From each emotion label, we randomly select 90% of the data for training while the rest of the data are used for testing, we repeat this protocol for our experiments 1000 times and calculate the average accuracy. Our framework obtained an average emotion recognition percentage of 96.36% using an SVM linear kernel. Table 1 shows the confusion matrix of one instant. The performance of state-of-the-art methods are reported in Table 2, including the performance of our method.

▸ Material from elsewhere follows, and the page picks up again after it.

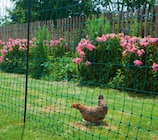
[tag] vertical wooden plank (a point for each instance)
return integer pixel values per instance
(156, 21)
(141, 18)
(146, 22)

The database consists of 213 images from 10 Japanese females with 3 images for each of the six basic facial expressions including the neutral one.
To evaluate the generalization ability of our proposed system across different database, we performed cross-database validations between the CK+ and JAFFE dataset, where the features selection and classifier training were done on the CK+ database; while the performance was tested on the JAFFE database.
Our system takes less than 1 second (depending on the face size) to recognize a facial expression for each image. This is sufficient for real applications as human facial expressions do not change from one state to another in extremely short periods of time. That is why we apply our method to determine facial expressions on video sequences. In the video sequences, each frame is independently processed and both types of features are extracted from it.
For appearance features in this paper, we used the most powerful encoding scheme, LDN, that takes advantage of the structure of the face's textures and encodes it efficiently into a compact code. LDN uses directional information that is more stable against noise than just pixel intensities, to code the different patterns from the face's textures.
In addition, we also considered a geometric approach which does not need information on a person's specific neutral expression. The state-of-the-art geometry-based approaches entail prior-knowledge of person-specific neutral expressions; however such information is not available in real world scenarios. In contrast to that, we extract geometrical features from just 46 facial points. These features do not rely on person-specific-neutral expressions or any temporal information
We also tested a real time implementation of our system to real data. These included youtube videos, privately collected dementia patient videos and footage from our webcam system. Our system's speed was found to be sufficient for real applications and results are promising. We are especially interested in applying our system to the real time monitoring of dementia patient reactions to stimuli over a long period of time. This would be of great benefit to custom fitting therapies for the patients.